Он повернулся к Рокоссовскому и робко посмотрел на него. Посмотрел, но тут же испугано отскочил глазами обратно к сцене, потому что это было до невозможности трудно. Ведь Костя сидел, не двигаясь, и смотрел только на своего близкого соседа, будто никакой оперы не было перед ним. И его глаза в алой полутьме выглядели удивительными, как всегда. Никакая темнота не смога бы убавить их светло-голубое чистое небесное зеркало. Позолота и багровый бархат только окрасили Костины глаза нежным пеплом, похожим на сгоревшие лепестки отцветших красных тюльпанов. Костино лицо вырисовывалось совсем слабо, но это был он. Он снова ничуть не изменился. Он снова был невероятно красив безо всякой красоты, а только с особой вежливой княжеской мужественностью и с безобидной силой огромных и добрых ездовых псов. Паулюс ещё раз нервно глянул на него, чтобы поймать в темноте его губы. Да, и они на месте, всё те же, улыбаются своей всегдашней аккуратной и лёгкой, немного удручённой улыбкой.

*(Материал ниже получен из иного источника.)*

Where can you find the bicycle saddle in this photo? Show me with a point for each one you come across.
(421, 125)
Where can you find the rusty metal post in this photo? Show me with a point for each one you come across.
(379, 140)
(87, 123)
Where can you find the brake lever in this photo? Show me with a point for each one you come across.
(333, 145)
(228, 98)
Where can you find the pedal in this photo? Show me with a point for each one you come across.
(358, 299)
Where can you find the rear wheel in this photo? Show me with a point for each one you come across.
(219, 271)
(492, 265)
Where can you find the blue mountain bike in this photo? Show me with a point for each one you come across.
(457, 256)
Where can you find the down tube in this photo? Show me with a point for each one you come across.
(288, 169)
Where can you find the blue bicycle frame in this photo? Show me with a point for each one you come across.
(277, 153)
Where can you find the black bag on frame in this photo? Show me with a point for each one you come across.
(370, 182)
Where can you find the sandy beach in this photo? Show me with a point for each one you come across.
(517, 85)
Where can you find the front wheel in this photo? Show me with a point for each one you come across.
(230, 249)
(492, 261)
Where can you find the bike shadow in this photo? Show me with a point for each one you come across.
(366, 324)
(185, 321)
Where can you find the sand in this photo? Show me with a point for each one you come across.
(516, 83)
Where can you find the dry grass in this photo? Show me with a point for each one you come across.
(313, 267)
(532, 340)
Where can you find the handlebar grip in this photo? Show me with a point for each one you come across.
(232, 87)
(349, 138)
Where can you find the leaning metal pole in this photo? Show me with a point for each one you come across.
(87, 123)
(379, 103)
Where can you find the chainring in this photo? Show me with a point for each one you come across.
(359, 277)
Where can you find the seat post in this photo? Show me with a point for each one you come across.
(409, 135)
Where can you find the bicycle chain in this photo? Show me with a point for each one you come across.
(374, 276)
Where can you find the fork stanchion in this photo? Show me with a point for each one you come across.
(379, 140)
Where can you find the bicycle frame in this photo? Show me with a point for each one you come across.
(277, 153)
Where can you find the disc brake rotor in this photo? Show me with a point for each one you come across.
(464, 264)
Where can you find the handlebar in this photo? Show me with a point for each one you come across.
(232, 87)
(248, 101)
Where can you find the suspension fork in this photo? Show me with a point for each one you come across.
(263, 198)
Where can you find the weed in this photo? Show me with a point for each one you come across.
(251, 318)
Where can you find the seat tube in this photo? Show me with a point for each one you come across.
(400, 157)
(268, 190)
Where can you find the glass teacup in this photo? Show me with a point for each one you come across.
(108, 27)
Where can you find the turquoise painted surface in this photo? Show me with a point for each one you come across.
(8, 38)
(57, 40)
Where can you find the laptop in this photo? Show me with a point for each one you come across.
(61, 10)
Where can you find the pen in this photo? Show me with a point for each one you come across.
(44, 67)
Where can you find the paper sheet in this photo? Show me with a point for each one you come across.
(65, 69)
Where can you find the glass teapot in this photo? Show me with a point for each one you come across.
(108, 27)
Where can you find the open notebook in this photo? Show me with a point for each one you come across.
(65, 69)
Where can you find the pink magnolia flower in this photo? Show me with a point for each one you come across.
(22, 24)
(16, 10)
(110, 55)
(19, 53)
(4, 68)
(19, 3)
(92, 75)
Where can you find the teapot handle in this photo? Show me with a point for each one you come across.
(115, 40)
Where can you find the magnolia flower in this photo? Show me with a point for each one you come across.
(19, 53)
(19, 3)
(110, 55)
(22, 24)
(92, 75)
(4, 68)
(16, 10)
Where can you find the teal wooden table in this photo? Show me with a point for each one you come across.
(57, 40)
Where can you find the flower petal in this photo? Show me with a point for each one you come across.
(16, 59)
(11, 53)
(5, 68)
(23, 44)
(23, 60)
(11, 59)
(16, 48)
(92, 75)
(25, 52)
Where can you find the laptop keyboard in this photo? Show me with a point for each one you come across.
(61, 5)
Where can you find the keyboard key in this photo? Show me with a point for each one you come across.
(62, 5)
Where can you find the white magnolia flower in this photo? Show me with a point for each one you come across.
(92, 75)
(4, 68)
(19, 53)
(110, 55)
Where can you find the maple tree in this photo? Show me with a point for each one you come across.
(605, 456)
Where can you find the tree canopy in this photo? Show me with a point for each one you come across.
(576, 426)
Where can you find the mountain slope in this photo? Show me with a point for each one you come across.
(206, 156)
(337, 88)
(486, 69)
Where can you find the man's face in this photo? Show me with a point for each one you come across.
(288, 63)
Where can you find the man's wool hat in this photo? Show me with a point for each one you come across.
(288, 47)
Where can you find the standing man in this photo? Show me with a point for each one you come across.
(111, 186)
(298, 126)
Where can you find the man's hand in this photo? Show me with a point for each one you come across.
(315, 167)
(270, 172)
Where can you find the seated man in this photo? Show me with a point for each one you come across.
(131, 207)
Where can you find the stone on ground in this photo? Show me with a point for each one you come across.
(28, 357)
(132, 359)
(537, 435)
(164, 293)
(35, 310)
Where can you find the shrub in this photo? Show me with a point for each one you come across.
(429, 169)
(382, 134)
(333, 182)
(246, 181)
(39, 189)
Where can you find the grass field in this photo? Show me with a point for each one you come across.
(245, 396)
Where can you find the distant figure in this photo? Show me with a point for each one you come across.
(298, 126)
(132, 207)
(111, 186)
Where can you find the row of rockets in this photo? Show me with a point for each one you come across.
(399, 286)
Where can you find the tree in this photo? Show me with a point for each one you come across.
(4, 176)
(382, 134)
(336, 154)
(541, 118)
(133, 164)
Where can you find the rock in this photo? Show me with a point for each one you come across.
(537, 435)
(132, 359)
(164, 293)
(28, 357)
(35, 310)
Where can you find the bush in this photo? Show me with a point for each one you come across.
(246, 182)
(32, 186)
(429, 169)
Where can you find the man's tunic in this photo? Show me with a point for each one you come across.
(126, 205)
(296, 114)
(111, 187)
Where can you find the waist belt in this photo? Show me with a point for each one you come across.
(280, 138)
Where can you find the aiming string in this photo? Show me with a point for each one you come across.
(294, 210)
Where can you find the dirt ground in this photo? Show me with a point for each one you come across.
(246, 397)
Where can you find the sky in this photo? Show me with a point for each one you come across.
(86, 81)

- Это вам, - мягко выплыло из темени и уснуло на спинке стула. Не сводя паникующего и заплывающего непрошеной водой взгляда со сцены, Паулюс почувствовал, как к нему на колени с травяным шелестом перекочевывает букет сломанных утром веток. В голове пронеслось только «загубил черёмуху, всё загубил». Потворствуя этому движению, Паулюс сделал ответный жест, осторожно принимая черёмуху и поддерживая её, чтобы не свалилась на пол. Но в этот самый момент (на самом деле Паулюс мгновенно понадеялся именно на это) его рука, как выяснилось, холодная и немного мокрая, коснулась чужой руки, сухой, широкой и тёплой, немного чёрствой, но этим такой надежной и родной, что тут же захотелось уснуть на ней, как маленькому новорожденному щенку, умещающемуся на хозяйской ладони.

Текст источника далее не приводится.